Ces craintes inflationnistes ont engendré ces derniers jours un fort mouvement de vente des bons d'Etat, et donc de hausse des taux d'intérêt des dettes souveraines.

Interrogée à ce sujet en marge de l'ouverture du G7 Finances, la présidente de la Banque centrale européenne (BCE) Christine Lagarde s'est dite "toujours préoccupée, c'est mon job !"

Vulnérabilités et dépendances 

Les ministres tenteront aussi d'aplanir les désaccords sur le commerce international après l'imposition de surtaxes douanières par Washington.

Alors que ces déséquilibres alimentent les tensions commerciales, géopolitiques et financières, et compromettent la croissance mondiale, une reconnaissance commune de la situation serait déjà considérée comme une grande avancée par la présidence française.

Cette réunion du G7, qui rassemble aussi les gouverneurs de banques centrales des pays membres, intervient quelques jours après la visite de Donald Trump à Pékin.
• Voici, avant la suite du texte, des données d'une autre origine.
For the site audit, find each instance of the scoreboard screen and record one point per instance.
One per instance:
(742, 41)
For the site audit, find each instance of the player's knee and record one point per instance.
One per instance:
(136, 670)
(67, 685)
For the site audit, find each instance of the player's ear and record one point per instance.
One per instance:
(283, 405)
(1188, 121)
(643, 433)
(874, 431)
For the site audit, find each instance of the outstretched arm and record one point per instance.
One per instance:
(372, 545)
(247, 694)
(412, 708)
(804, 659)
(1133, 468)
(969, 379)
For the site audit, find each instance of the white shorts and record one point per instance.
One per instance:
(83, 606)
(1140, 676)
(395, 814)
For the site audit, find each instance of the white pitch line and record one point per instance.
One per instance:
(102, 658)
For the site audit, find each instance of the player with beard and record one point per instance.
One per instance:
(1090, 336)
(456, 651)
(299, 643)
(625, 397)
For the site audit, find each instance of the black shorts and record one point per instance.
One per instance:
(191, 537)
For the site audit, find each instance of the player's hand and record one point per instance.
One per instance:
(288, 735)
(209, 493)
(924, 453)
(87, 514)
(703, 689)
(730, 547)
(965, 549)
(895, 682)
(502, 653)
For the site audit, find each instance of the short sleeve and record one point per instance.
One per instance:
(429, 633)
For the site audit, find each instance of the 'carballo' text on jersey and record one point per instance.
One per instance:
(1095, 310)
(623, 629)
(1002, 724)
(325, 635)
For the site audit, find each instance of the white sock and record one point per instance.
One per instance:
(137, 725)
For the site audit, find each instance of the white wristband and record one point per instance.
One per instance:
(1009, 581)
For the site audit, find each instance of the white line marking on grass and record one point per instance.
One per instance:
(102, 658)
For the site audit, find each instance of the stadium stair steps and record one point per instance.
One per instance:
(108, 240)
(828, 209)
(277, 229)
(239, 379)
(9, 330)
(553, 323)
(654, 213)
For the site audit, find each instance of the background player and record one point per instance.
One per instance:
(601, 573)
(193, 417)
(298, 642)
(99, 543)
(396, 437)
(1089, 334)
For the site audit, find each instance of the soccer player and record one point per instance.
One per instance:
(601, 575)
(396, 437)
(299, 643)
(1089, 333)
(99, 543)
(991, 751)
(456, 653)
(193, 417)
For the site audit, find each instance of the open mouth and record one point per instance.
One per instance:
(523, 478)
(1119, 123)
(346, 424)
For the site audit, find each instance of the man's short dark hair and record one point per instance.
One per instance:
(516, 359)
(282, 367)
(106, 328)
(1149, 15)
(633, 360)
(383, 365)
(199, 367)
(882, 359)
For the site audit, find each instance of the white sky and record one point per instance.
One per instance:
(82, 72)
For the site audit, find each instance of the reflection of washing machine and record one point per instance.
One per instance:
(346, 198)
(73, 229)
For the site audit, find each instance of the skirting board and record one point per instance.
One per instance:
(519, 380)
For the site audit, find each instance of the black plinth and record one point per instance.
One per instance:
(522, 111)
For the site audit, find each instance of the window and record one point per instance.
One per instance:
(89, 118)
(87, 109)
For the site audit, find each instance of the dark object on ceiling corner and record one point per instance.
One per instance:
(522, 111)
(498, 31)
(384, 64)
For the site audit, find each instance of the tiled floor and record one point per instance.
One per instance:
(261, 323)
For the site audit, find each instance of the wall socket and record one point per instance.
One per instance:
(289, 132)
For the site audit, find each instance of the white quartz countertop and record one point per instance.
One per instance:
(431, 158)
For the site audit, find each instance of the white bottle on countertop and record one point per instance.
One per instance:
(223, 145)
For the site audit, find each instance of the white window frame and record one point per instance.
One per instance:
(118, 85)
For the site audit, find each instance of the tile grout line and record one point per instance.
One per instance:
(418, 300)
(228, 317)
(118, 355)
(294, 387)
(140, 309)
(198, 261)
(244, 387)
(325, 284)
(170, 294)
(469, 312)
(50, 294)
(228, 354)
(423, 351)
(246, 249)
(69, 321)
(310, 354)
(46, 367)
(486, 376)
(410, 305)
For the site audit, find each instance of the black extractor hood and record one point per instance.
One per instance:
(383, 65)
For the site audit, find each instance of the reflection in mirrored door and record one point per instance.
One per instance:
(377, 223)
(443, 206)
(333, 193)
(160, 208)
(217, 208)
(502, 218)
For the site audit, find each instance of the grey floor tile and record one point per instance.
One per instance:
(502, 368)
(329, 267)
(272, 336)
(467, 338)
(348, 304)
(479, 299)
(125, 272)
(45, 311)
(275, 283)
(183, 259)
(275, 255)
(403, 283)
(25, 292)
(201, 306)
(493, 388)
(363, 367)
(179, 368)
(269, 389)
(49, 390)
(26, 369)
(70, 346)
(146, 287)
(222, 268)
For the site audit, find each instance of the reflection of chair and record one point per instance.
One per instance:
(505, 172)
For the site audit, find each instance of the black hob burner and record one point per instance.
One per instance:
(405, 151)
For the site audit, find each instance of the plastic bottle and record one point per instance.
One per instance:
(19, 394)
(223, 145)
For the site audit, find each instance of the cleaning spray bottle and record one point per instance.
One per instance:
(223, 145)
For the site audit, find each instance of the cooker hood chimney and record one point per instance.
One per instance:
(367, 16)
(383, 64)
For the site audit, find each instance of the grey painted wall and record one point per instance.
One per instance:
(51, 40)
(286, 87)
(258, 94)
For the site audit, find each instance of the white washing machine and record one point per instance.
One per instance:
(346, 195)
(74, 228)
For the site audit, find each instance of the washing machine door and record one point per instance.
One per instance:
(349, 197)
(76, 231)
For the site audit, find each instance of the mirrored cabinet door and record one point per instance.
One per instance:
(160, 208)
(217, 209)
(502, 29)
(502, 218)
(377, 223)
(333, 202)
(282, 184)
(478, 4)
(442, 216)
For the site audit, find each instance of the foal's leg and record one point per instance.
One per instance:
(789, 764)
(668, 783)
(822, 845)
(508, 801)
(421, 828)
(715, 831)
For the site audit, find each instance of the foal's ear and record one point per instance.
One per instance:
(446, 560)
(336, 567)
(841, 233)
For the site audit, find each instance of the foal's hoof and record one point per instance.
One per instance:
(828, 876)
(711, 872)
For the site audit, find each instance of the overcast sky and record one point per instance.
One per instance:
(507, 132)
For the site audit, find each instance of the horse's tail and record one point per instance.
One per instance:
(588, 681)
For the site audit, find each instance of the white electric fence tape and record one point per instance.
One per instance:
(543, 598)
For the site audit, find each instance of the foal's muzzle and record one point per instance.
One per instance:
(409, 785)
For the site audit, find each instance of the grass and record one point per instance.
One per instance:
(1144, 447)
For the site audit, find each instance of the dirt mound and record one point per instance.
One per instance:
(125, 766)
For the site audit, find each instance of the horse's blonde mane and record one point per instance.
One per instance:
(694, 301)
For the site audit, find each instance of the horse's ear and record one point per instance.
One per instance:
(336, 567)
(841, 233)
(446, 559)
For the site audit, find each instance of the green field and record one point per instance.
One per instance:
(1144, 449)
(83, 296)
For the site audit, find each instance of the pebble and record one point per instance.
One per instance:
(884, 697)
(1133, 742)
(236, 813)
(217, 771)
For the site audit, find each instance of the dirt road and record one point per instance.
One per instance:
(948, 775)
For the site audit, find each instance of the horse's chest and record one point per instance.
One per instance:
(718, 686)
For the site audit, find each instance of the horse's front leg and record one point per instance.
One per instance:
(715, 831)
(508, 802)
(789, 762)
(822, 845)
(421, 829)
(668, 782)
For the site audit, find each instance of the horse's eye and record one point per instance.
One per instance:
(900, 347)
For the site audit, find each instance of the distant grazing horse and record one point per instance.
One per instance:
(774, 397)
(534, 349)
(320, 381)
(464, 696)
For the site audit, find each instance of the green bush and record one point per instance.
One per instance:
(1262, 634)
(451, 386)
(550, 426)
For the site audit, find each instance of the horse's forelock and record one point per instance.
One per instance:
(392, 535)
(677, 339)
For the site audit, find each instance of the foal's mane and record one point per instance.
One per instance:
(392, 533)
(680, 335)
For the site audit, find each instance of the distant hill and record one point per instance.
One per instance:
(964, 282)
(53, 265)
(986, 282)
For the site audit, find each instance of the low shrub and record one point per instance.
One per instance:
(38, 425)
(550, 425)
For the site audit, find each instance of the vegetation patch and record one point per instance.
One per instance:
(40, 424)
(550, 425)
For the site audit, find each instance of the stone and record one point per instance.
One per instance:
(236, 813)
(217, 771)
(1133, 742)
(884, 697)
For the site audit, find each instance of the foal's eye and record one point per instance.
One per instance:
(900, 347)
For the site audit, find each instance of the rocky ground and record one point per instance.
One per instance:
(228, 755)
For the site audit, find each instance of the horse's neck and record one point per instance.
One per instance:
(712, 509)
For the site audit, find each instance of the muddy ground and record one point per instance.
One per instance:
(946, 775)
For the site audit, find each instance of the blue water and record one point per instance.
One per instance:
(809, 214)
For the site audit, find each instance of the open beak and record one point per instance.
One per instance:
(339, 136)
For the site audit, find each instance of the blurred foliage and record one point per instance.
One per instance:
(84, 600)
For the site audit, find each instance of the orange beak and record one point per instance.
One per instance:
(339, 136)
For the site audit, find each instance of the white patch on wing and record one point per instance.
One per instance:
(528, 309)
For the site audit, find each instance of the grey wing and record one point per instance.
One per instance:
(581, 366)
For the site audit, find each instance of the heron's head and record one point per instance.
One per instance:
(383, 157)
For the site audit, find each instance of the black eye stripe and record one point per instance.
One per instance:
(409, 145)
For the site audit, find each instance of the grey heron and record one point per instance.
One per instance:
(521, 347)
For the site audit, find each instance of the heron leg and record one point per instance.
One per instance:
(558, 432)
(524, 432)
Ce sommet n'a pas donné d'annonces majeures, les deux chefs d'Etat n'ayant pas discuté des droits de douane. Les deux premières puissances économiques mondiales ont conclu une trêve commerciale en octobre.

Parmi les autres sujets mis sur la table, seront abordés "les matériaux critiques, les terres rares", a dit Roland Lescure. "Les terres rares, c'est le chaînon manquant de l'électrification. (...) Si on n'a pas accès aux terres rares de manière indépendante, on va manquer ce chaînon."

Ces dernières années, les pays producteurs et transformateurs, Chine en tête, ont parfois restreint certaines exportations de ces composants essentiels pour des pans entiers de l'économie mondiale, ou profité de leur situation dominante pour influer sur les prix.

"Il faut qu'on fasse pour les matériaux critiques ce qu'on a fait sur l'énergie dans les années 1970", une cause commune, avait déclaré M. Lescure à la presse la semaine dernière.

Le ministre allemand met aussi l'accent sur la guerre en Ukraine: "Nous ne perdons pas de vue la brutale guerre d'agression de la Russie même si le monde a les yeux tournés vers le Moyen-Orient: le peuple d'Ukraine peut compter sur notre soutien" dans le financement de sa défense.